If more evidence of ‘rotten borough' practices was needed, look at the suggestion last season that Premiership owners wanted Gooley to pay them £20 million for a ‘P' share. This cartel mechanism regulates how much a club receives from central revenue, with previously promoted clubs who have been unable to secure a ‘P' share handicapped by only receiving from a third to a half of the funding enjoyed by established clubs.

Trying to screw promoted clubs out of central revenue is a disgrace. If you reverse the mindset, the Championship clubs, and those below, should be asking for financial compensation from Premiership clubs – and the RFU – for the wreckage they have made of promotion-relegation in English rugby over the last decade

The RFU allowing protectionist Premiership owners to hijack a perfectly sound promotion-relegation system which, with equal central funding gave a club which merited promotion a chance to compete, shows how far the governing body has lost its moral compass.
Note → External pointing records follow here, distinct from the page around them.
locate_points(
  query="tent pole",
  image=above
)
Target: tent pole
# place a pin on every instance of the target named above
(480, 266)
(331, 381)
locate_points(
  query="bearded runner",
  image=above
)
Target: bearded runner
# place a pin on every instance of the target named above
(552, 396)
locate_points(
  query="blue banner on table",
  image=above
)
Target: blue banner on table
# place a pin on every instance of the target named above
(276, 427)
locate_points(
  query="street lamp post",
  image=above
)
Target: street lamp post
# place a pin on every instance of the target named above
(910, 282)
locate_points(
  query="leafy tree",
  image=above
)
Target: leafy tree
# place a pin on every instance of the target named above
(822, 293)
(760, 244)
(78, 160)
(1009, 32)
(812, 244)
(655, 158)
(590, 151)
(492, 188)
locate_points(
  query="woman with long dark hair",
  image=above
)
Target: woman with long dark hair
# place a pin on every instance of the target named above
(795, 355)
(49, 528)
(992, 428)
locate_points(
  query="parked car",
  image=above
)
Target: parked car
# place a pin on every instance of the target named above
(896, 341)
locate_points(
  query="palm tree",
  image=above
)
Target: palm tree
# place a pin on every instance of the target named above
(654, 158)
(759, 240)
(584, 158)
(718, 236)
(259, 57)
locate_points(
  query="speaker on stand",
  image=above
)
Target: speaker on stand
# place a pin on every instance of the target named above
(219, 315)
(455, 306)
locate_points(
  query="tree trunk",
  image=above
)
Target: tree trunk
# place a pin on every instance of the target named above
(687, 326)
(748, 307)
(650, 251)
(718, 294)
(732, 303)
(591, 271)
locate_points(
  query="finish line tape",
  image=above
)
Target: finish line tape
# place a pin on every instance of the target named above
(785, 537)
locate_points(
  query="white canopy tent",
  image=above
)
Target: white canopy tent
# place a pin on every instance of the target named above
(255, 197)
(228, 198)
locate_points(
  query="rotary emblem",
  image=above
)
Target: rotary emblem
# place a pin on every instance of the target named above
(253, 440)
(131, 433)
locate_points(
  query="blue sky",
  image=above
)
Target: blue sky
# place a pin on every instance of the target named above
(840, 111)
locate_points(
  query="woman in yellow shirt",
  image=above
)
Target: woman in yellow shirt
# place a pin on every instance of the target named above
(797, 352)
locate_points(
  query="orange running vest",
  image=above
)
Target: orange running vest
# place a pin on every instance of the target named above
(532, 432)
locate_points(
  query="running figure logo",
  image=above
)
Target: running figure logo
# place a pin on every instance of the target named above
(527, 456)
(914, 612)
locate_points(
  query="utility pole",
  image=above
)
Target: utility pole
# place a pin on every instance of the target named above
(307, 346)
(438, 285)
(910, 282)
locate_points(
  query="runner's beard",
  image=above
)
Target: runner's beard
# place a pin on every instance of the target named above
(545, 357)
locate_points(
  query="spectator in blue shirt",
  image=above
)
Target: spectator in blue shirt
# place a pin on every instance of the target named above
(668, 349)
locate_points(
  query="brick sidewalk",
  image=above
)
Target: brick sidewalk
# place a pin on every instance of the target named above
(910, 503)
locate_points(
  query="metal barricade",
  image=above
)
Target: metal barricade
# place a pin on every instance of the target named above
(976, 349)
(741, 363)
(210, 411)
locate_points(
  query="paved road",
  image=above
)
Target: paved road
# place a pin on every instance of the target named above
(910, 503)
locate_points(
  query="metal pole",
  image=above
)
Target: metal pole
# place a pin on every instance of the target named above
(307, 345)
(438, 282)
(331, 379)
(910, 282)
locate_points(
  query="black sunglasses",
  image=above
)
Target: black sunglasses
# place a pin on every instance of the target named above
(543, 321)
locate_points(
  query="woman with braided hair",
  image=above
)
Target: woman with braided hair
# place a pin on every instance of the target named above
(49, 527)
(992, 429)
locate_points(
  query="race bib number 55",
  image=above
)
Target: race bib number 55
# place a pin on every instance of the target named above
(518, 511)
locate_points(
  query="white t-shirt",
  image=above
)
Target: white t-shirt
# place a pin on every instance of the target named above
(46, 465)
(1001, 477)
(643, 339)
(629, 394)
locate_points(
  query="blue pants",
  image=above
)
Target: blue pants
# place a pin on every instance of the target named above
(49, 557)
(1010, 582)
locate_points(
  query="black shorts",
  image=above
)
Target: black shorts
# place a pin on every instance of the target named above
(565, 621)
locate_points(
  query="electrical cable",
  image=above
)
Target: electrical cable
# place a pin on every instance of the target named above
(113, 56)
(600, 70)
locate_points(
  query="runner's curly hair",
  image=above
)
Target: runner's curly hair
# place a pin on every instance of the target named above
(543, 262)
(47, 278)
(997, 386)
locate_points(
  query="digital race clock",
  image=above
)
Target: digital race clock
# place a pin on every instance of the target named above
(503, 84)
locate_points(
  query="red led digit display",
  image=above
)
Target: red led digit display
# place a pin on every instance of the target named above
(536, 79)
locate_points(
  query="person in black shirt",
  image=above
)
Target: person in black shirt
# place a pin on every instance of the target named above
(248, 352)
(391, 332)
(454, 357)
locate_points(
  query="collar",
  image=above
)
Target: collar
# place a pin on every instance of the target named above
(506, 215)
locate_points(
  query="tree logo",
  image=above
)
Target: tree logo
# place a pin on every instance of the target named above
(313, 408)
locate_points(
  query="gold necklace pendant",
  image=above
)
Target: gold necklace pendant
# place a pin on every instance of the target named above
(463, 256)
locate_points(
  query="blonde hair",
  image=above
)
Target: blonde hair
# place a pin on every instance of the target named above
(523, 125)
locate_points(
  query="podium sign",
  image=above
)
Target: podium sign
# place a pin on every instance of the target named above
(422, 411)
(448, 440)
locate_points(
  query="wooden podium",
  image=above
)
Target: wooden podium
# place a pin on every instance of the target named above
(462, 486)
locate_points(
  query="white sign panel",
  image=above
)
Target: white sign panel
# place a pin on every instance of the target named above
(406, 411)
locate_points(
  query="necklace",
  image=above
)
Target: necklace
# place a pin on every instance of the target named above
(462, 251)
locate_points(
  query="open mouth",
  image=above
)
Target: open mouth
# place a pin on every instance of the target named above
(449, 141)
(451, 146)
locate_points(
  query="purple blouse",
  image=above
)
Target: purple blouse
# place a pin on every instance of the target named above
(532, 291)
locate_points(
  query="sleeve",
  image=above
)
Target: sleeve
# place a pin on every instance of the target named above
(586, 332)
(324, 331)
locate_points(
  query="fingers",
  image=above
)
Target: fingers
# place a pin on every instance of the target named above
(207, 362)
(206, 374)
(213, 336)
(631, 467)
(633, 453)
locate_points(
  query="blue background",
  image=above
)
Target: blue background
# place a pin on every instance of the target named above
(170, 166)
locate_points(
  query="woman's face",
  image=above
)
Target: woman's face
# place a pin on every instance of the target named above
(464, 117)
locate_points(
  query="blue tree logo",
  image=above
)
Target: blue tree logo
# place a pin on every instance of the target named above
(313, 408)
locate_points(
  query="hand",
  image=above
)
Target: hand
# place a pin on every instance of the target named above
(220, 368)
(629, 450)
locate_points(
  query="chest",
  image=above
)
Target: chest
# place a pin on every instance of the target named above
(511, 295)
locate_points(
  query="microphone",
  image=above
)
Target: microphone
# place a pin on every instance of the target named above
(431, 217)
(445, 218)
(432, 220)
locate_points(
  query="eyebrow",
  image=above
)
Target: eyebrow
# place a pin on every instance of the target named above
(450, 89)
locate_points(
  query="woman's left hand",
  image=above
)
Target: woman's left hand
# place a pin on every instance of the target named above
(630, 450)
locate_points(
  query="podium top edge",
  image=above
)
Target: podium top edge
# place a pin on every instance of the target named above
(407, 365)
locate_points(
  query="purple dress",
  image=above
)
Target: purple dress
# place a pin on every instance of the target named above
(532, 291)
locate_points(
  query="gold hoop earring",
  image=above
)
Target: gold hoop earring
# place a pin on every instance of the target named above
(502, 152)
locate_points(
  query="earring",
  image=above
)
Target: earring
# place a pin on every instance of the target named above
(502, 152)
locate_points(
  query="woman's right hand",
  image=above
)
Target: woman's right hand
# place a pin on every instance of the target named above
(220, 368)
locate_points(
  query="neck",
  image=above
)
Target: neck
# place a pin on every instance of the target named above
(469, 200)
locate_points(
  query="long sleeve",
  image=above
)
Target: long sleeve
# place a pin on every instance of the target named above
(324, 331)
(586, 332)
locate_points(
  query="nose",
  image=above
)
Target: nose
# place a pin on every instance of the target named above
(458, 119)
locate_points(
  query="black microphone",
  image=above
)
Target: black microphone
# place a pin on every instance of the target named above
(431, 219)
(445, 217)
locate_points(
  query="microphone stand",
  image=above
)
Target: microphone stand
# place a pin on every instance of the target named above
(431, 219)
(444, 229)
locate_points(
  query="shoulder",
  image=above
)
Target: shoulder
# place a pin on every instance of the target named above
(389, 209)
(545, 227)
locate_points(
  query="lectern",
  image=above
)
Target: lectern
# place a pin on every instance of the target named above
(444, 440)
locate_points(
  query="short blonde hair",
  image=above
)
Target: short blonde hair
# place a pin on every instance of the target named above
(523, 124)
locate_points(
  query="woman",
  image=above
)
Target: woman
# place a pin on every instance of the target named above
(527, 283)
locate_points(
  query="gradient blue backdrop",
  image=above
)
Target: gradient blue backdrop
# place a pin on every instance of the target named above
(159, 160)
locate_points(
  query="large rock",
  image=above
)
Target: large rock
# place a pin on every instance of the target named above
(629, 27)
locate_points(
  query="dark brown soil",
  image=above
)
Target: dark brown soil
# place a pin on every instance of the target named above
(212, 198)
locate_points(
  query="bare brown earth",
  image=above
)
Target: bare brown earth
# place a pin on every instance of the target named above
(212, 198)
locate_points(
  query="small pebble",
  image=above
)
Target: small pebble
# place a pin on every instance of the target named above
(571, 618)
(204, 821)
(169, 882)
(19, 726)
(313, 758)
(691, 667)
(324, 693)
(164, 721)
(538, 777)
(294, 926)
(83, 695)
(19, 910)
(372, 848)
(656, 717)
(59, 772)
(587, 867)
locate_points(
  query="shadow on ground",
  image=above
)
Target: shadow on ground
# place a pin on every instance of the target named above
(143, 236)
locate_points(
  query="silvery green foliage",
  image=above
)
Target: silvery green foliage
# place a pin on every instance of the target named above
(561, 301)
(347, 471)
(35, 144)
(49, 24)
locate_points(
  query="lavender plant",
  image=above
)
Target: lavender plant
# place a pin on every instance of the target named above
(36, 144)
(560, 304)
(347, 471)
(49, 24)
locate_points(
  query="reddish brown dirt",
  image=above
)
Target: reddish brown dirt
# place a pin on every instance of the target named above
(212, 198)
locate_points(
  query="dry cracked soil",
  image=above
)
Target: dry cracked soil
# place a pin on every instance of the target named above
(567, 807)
It is why the game outside the Premiership should get behind Gooley's legal bid to dismantle the cartel and trash its ground criteria and ‘P' share ring-fencing apparatus.

This is not a harmonious preamble to this week's meeting between the RFU, the Premiership, and the Championship, to belatedly thrash out the detail on the new structure for professional club leagues following the Wasps and Worcester meltdowns.

However, Mike Gooley's looming intervention on behalf of Ealing should focus minds like never before.